Ryanair's outspoken chief executive, Michael O'Leary, has outlined his plans to dominate European skies and fly 120 million passengers a year as rival airlines go bust and flag carriers cut their short-haul operations to save money.
Ryanair at present flies 79 million passengers a year, which represents 12 per cent of Europe's short-haul air travel market. But Mr O'Leary wants more, partly by gobbling up its domestic rival Aer Lingus. Ryanair's third takeover approach for the airline, worth almost €700m (£560m), is currently being scrutinised by European regulators.
Mr O'Leary reckons the closure of airlines this summer, including bmibaby, will boost demand. "Legacy carriers including Air France-KLM, IAG [the owner of British Airways], Lufthansa, SAS and Air Berlin [are also] significantly contracting their short-haul operations," he said. "Charter airlines such as Thomas Cook are cutting fleet sizes. It's a major opportunity for Ryanair to grow to 120 million passengers per annum over the next 10 years."
European Commission regulators will rule on the Ryanair-Aer Lingus tie-up by February, but Mr O'Leary is already fearful. Asked if he was considering any sweeteners for the regulators, he responded: "No, you don't want to sweeten regulators, you want to shoot them."

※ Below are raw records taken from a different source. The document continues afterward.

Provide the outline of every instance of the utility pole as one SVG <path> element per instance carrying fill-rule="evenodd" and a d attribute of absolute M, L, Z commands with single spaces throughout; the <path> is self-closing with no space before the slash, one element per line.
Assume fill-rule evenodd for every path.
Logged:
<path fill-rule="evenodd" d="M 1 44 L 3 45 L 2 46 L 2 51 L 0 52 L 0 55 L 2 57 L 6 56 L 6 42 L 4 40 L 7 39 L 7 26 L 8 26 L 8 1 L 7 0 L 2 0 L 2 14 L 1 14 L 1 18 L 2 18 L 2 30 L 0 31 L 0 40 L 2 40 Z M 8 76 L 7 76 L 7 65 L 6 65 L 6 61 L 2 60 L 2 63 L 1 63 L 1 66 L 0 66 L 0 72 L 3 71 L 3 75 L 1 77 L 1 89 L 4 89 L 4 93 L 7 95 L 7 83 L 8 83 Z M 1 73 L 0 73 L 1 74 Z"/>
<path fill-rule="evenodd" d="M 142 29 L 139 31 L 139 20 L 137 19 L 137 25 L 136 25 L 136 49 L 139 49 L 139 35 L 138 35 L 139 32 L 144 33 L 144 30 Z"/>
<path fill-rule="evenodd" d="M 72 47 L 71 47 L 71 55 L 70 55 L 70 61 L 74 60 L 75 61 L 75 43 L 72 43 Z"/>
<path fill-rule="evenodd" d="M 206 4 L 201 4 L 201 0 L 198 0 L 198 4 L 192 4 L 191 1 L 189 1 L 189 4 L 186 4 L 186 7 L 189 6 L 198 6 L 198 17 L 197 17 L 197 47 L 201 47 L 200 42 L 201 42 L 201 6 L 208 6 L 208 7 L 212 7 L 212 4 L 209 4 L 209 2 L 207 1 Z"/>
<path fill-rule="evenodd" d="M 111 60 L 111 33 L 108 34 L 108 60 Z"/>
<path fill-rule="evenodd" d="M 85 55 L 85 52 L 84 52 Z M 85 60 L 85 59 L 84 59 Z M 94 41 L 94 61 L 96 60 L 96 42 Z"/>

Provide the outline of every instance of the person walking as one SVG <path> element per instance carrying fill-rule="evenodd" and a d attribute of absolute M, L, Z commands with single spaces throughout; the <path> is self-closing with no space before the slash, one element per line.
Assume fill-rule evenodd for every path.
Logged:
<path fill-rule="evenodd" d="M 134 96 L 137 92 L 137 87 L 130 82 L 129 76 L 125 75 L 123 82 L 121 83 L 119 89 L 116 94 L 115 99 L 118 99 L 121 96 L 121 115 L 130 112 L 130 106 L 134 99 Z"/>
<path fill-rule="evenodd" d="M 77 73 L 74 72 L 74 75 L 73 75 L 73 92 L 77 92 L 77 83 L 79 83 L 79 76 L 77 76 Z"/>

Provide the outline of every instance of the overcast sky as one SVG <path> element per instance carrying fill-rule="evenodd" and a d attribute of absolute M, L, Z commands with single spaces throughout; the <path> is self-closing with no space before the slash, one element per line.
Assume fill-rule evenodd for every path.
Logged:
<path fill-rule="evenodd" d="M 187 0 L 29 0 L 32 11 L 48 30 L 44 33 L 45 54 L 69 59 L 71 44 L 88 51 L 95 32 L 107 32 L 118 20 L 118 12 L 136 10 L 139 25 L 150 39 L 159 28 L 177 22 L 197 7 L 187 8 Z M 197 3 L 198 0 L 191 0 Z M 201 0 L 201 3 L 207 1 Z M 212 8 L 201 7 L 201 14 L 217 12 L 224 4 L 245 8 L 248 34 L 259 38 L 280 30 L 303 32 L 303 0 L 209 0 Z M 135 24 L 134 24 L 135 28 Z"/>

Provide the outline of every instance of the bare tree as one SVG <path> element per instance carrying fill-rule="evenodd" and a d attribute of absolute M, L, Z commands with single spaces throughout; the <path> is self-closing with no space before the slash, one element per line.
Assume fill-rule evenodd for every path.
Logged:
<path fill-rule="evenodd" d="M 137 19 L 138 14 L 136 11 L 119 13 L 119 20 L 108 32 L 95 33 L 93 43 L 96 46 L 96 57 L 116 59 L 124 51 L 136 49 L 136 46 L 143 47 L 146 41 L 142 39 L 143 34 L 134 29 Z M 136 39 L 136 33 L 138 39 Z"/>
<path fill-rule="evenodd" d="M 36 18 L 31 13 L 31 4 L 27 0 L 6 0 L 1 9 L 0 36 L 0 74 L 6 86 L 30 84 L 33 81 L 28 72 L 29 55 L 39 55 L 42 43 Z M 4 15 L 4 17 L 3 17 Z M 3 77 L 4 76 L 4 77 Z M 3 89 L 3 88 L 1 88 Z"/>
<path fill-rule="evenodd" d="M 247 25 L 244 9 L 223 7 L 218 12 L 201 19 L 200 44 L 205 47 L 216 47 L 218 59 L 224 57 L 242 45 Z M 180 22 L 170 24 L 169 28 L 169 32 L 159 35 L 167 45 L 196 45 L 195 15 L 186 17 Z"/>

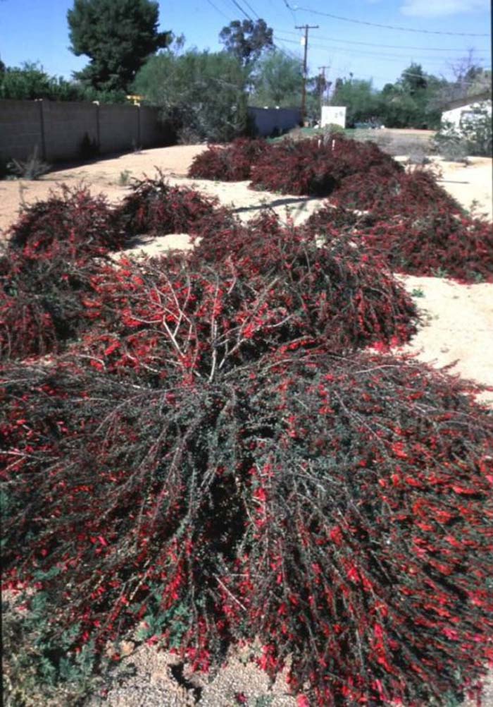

He added: "If it's assessed on the same basis as BA's takeover of BMI and we are treated fairly by Europe, the deal will be approved. Why can the number one and two airlines at Europe's most congested airport [Heathrow] be allowed to merge, while in Ireland – a far smaller market – the number one and two in the market try to do the same and find it so difficult? Why is there one policy for flag carriers of Europe and another for Ryanair?"
The airline has raised its annual profit expectations by 20 per cent after posting a 9 per cent increase in pre-tax profit to €679m for the first half of 2012 – mainly thanks to a post-Olympics rush for outbound flights.